Ursachen für Lieferengpässe

AOK und Pharmaverband liegen über Kreuz

Sind Rabattverträge mitverantwortlich für Arzneimittel-Lieferengpässe? AOK und Industrie finden in dieser Frage keinen Konsens.

Thomas HommelVon Thomas Hommel Veröffentlicht:
Für AOK-Chef Martin Litsch sieht „Desinformationskampagnen“, die den „Erfolg unserer Rabattverträge“ zu torpedieren versuchen.

Für AOK-Chef Martin Litsch sieht „Desinformationskampagnen“, die den „Erfolg unserer Rabattverträge“ zu torpedieren versuchen.

© Britta Pedersen / dpa

Berlin. Die AOK hat Behauptungen zurückgewiesen, Rabattverträge seien schuld an Lieferengpässen. Die Verträge leisteten vielmehr einen „Beitrag zur Versorgungssicherheit“, sagte der Chef des AOK-Bundesverbandes Martin Litsch bei einem Pressegespräch am Donnerstag in Berlin. Unter den 9000 Arzneimitteln, für die es einen AOK-Rabattvertrag gebe, habe der Anteil der lieferbaren Präparate zuletzt 99,7 Prozent betragen, so Litsch mit Verweis auf Analysen des Wissenschaftlichen Instituts der Kasse (WIdO). Er sprach von „Desinformationskampagnen“, die Pharmaindustrie und Apothekerschaft lancierten, um den „Erfolg unserer Rabattverträge“ zu torpedieren. „Sowohl wirtschaftlich als auch für die Versorgung der Patieten.“

Der Pharmaverband BPI widersprach umgehend und bezeichnete die Rabattverträge als „zentrales Problem“ in der Arzneimittelversorgung. Das sei „breiter Konsens“, so Hauptgeschäftsführer Dr. Kai Joachimsen. Besonders exklusive Rabattverträge, bei denen jeweils nur ein Anbieter zum Zuge kommt, seien kritisch zu sehen. „Bei Exklusivität und Ausfall des einen Herstellers gibt es dann nämlich oft gar keinen Ersatz.“ Exklusivverträge dürfte es deshalb „überhaupt nicht mehr geben“.

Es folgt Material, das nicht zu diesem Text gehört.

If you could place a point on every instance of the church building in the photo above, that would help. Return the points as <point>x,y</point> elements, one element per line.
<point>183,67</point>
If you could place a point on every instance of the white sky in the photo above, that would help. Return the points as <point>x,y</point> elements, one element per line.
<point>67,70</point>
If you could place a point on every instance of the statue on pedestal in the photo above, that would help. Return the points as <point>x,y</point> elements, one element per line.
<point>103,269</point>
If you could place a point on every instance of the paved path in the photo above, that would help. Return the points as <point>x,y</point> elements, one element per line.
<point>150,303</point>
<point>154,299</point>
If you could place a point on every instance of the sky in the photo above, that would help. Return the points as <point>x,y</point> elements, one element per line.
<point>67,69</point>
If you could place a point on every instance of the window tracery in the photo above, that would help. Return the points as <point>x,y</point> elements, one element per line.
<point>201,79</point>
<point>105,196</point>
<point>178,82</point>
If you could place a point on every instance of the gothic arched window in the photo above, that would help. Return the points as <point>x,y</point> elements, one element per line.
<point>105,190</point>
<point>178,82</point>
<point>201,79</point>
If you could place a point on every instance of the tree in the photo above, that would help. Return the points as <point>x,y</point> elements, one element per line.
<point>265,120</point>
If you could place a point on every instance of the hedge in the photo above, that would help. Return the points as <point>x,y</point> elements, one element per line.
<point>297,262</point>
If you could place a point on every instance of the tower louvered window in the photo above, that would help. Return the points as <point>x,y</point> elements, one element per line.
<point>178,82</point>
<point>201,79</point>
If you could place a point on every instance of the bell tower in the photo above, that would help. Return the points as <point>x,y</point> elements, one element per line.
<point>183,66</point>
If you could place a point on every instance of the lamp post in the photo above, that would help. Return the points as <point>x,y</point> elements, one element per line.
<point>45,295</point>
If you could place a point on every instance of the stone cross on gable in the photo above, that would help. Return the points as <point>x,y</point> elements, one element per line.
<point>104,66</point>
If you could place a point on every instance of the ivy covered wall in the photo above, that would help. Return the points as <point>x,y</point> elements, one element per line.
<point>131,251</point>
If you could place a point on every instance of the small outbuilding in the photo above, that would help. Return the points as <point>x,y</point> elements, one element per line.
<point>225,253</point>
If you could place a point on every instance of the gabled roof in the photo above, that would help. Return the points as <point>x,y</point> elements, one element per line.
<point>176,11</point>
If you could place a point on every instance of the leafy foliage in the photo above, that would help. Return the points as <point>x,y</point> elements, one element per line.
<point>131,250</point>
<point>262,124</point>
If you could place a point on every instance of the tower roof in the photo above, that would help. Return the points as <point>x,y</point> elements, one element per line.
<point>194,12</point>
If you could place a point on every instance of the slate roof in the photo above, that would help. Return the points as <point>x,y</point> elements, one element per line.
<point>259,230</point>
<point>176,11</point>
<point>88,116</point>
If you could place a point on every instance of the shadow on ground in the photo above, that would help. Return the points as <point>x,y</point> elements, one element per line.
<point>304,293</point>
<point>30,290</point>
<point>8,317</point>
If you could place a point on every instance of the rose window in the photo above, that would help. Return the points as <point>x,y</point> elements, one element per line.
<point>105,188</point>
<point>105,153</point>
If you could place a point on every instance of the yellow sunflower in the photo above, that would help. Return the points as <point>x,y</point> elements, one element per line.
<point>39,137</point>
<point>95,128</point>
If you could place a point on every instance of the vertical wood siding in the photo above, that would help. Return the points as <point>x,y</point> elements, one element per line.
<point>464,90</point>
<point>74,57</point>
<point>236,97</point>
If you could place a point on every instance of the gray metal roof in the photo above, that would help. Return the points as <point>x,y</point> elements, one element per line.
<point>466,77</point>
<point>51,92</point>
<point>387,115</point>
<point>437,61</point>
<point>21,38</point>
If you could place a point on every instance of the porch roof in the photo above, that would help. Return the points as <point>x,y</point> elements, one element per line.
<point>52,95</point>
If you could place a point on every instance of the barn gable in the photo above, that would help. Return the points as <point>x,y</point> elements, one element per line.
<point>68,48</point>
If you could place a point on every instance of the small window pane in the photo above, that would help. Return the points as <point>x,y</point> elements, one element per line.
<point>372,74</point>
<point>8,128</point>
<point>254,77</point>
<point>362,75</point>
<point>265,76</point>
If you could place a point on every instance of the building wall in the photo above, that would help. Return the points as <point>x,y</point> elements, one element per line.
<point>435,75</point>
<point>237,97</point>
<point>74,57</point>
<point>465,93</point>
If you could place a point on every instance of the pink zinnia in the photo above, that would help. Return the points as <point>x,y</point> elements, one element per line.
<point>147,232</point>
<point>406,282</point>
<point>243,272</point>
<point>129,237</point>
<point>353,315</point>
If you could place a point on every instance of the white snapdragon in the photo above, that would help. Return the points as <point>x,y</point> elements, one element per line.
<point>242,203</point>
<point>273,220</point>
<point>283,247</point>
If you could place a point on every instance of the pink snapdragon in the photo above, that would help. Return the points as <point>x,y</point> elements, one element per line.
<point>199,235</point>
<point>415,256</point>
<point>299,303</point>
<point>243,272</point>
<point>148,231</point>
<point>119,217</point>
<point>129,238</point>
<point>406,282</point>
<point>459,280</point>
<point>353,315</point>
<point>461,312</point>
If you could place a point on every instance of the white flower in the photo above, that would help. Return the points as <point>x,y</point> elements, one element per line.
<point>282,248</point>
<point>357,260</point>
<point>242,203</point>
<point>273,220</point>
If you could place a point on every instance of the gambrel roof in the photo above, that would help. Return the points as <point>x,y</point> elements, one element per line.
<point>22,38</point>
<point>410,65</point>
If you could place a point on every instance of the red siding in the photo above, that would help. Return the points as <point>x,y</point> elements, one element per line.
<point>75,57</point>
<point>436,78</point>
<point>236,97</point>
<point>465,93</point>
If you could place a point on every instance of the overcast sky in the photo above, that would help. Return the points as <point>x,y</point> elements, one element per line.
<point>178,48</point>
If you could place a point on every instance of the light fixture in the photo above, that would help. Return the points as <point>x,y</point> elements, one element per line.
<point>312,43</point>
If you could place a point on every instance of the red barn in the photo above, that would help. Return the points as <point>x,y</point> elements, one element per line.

Der Vorstandsvorsitzende der AOK Baden-Württemberg und Chef-Verhandler der AOK-Rabattverträge Dr. Christopher Hermann hielt dem entgegen, „nicht Liefersicherheit, sondern Profitstreben“ veranlassten Pharmafirmen, Exklusivverträge infrage zustellen. „Was soll sich aber verbessern, wenn drei Unternehmen den Zuschlag erhalten, deren Produkte alle aus derselben Fabrik kommen?“ Lohnherstellung, also Fertigung im Auftrag eines anderen Unternehmens, sei bei europäischen Generika-Anbietern „die Regel“. Unter 193 in Europa tätigen Herstellern fänden sich nur elf meist kleinere, „die tatsächlich für sich selbst produzieren“.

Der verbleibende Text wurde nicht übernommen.